Rossen's LILITH is a respectable bomb, though: it wants to dive in to the murky waters of sex, into an exploration of what turns people on, that just because one person's appetites are different from the norm, they shouldn't be conclusively judged as abnormal. As the scheming Lilith, Jean Seberg is institutionalized because she's a nymphomaniac, and, as a therapist-in-training trying to pull her from her amoralism, Beatty falls in love with her. But the premise is misleading. He isn't really in love with her, he's intrigued by her, and, it becomes obvious, is turned on by her teasing sexuality. (The only honest scene in the movie is when, after discovering that Lilith has made it with another woman, he has to have her right then and there.) But you don't believe that this screen Lilith is so powerful a sexual magnet that she can draw in so many; something's missing - an angelic demoness vacillating between sexual bliss and fatal attraction. Seberg was never much of an actress to begin with, and it's unfortunate that she was chosen over other actresses considered: Sarah Miles, Diane Cilento, Samantha Eggar or Yvette Mimieux, who might have been the most rewarding. Not only needing the break, Mimieux had the beauty to pull off a sort of supernal looniness needed to entice, to entrap, to be the icon of free sex.
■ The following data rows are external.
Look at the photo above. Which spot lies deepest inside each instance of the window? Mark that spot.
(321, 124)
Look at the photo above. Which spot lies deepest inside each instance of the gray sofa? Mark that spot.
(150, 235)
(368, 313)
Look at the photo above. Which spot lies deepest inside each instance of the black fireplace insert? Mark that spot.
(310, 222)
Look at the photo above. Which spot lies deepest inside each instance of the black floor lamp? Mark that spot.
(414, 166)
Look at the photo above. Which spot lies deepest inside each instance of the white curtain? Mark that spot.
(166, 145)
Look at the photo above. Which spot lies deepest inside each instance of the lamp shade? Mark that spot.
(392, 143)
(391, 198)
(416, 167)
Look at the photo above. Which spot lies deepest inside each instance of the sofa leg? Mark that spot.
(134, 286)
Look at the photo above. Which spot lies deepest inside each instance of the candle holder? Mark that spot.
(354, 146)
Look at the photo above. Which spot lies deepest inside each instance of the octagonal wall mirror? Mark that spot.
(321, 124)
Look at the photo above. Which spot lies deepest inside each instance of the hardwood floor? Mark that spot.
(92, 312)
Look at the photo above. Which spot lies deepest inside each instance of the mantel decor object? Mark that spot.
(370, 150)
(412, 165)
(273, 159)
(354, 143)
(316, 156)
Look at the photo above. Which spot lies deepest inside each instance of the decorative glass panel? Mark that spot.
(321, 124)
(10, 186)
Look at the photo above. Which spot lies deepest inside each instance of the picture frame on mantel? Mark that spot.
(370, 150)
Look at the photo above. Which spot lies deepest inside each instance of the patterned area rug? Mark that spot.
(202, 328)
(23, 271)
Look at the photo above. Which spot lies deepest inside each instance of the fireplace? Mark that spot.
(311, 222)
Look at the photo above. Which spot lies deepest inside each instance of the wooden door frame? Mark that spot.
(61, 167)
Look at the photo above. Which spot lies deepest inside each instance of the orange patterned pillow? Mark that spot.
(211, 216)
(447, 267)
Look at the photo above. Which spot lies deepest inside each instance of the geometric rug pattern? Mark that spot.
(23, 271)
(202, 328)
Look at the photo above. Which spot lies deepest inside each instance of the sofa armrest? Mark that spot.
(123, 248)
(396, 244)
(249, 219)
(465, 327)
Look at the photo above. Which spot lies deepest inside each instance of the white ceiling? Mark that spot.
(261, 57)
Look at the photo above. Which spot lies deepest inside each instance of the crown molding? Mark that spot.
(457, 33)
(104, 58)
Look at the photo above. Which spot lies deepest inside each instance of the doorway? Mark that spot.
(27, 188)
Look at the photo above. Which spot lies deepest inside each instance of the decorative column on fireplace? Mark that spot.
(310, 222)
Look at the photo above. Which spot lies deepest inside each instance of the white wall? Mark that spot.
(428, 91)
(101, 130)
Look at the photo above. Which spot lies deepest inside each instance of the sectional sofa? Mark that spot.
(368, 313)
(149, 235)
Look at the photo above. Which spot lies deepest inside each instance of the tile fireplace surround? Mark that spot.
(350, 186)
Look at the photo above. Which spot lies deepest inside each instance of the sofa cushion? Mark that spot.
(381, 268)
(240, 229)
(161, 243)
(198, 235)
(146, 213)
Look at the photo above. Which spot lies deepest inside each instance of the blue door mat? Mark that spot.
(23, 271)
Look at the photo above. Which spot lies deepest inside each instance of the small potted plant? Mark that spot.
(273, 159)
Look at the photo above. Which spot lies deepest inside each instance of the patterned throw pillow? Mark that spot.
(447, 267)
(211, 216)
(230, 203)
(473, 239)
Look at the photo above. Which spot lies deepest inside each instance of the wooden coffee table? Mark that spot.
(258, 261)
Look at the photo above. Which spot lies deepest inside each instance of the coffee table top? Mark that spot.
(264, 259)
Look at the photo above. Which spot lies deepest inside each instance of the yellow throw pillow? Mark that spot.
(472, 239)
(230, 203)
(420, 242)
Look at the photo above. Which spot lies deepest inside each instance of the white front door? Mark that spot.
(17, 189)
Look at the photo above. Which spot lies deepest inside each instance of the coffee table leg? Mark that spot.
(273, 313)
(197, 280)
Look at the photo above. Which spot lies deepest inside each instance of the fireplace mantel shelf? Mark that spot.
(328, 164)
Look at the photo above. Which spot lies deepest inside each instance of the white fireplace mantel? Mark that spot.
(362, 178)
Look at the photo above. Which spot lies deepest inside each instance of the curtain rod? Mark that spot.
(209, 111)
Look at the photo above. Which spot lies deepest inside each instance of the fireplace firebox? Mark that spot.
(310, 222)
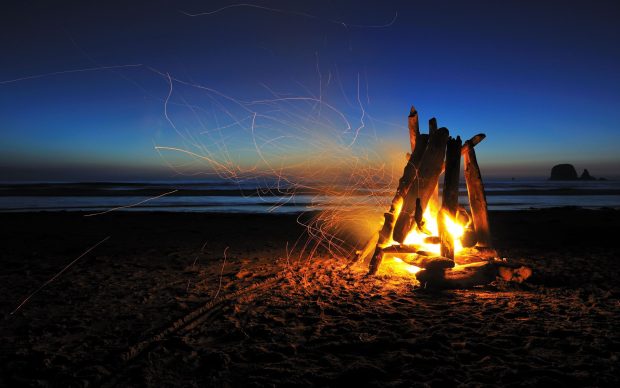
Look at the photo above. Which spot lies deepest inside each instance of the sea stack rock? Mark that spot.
(564, 172)
(585, 176)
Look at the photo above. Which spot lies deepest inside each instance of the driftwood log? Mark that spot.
(414, 127)
(450, 195)
(477, 198)
(423, 186)
(471, 275)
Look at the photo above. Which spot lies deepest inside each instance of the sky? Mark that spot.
(112, 90)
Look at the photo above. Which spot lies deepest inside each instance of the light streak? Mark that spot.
(132, 205)
(67, 72)
(291, 12)
(57, 275)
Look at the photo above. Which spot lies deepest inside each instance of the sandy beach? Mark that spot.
(217, 300)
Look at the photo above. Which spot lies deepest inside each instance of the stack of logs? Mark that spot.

Seberg, on the other hand, isn't much more than a tramp with extra-large looking front teeth that have a repellency when viewed close up. Seberg's real-life suicide may add a mystifying lore to LILITH, but it has zero effect in enhancing her performance. And that once more Beatty is a movie's most beautiful love object is disconcerting, and made even more so by his ludicrously moody, intentionally evasive portrayal.

Watching LILITH, based on the 1961 J.R. Salamanca novel, you will quickly surmise that it would have benefited from having been made, say, in the 70s, when the subject of sex didn't face the threats of censorship and the National Catholic Office. But you can appreciate Rossen's attempt in trying not to make judgment on the self-discovery of the ease with which one can become a sexual habitue. Rossen's last movie, and it's also lenser Eugen Schufftan's last American picture - another example of what we miss by not using b & w. The more observant amongst viewers will note the house that Gene Hackman and Jessica Walter live in - designed by Richard Sylbert - will two years later in WHO'S AFRAID OF VIRGINIA WOOLF? become the playground in which Liz and Dick play their "hump the hostess" and "get the guests" games.